Q&A 24 How do you evaluate clustering quality using silhouette score and ARI?

24.1 Explanation

Unlike supervised models, clustering lacks ground truth for labels. Evaluation uses internal or external metrics:

Silhouette Score: Measures how well a point fits into its cluster vs. others (range: -1 to 1).
Adjusted Rand Index (ARI): Compares predicted vs. true clusters (if available) while adjusting for chance.

Use silhouette when ground truth is unavailable; use ARI when you have labeled data.

24.2 Python Code

from sklearn.metrics import silhouette_score, adjusted_rand_score

# Silhouette Score
score = silhouette_score(X_pca, labels)
print(f"Silhouette Score: {score:.2f}")

# ARI (if ground truth exists)
true_labels = df["Survived"].values  # assuming it's relevant
ari = adjusted_rand_score(true_labels, labels)
print(f"Adjusted Rand Index: {ari:.2f}")

Silhouette Score: 0.46
Adjusted Rand Index: 0.01

24.3 R Code

library(cluster)
library(mclust)

# Silhouette Score
sil <- silhouette(km$cluster, dist(X_pca))
mean_sil <- mean(sil[, 3])
print(paste("Silhouette Score:", round(mean_sil, 2)))

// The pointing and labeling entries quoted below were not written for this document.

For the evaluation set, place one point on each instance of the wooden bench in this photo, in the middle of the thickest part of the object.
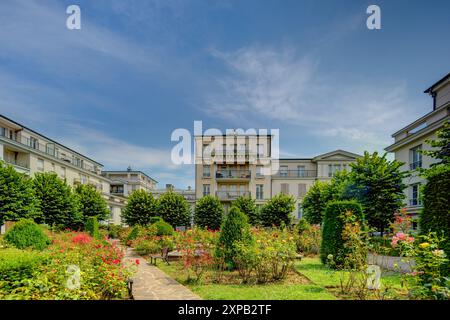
(163, 256)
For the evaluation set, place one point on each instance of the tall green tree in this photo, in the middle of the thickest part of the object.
(174, 209)
(377, 184)
(92, 204)
(278, 211)
(16, 195)
(247, 206)
(208, 213)
(56, 201)
(234, 228)
(140, 208)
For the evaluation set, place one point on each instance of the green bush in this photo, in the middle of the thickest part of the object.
(208, 213)
(27, 234)
(248, 207)
(16, 266)
(174, 209)
(435, 216)
(333, 224)
(235, 228)
(163, 228)
(92, 227)
(278, 211)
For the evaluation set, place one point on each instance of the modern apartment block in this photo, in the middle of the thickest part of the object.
(30, 152)
(243, 165)
(124, 182)
(411, 139)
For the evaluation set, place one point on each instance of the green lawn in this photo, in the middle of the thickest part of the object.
(322, 283)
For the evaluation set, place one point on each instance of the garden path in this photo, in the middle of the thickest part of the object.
(150, 283)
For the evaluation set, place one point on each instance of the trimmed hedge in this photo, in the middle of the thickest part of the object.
(435, 216)
(92, 227)
(332, 242)
(27, 234)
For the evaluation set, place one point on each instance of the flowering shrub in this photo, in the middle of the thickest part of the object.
(269, 258)
(426, 279)
(75, 266)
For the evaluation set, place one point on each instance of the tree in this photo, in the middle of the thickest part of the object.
(208, 213)
(441, 146)
(174, 209)
(141, 206)
(278, 211)
(378, 185)
(234, 228)
(248, 207)
(56, 201)
(91, 202)
(16, 195)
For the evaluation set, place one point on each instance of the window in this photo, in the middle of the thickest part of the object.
(206, 171)
(283, 171)
(414, 197)
(415, 158)
(285, 188)
(259, 191)
(206, 190)
(34, 143)
(301, 190)
(40, 165)
(259, 171)
(63, 172)
(301, 171)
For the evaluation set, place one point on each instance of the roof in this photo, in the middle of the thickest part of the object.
(31, 130)
(431, 89)
(126, 171)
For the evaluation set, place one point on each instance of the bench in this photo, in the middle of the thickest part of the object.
(163, 256)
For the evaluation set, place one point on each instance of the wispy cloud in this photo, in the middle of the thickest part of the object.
(279, 84)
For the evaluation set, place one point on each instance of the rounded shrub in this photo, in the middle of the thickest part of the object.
(163, 228)
(27, 234)
(333, 224)
(208, 213)
(234, 229)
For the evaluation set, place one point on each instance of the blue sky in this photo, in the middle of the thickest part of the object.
(116, 89)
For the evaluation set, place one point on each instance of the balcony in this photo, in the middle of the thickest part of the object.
(231, 195)
(296, 174)
(233, 175)
(415, 165)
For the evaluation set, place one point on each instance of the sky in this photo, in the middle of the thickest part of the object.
(116, 89)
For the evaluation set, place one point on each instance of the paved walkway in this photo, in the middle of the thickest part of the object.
(150, 283)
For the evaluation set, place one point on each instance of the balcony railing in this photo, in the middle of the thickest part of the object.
(50, 151)
(233, 174)
(415, 165)
(231, 195)
(296, 174)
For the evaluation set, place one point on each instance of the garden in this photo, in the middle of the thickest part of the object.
(55, 247)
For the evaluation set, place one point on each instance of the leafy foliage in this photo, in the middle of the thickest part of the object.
(56, 202)
(174, 209)
(333, 242)
(378, 185)
(208, 213)
(278, 211)
(91, 202)
(16, 195)
(247, 206)
(141, 207)
(435, 216)
(27, 234)
(234, 228)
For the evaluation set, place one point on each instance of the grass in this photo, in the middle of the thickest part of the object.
(314, 281)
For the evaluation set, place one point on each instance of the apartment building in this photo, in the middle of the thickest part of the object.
(30, 152)
(124, 182)
(243, 165)
(410, 140)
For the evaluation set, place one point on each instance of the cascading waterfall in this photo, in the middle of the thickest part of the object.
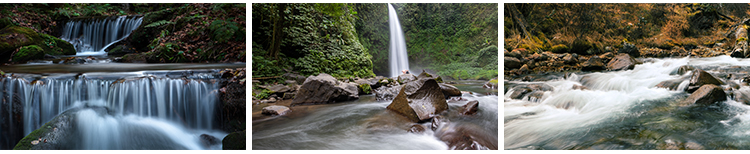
(185, 102)
(91, 36)
(399, 60)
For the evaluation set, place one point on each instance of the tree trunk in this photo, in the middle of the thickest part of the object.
(278, 25)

[1] "Silhouette Score: 0.46"

# ARI (if true labels available)
ari_score <- adjustedRandIndex(df$Survived, km$cluster)
print(paste("Adjusted Rand Index:", round(ari_score, 2)))

[1] "Adjusted Rand Index: 0.01"

✅ Takeaway: Silhouette score reveals internal clustering quality; ARI is useful when comparing to known labels.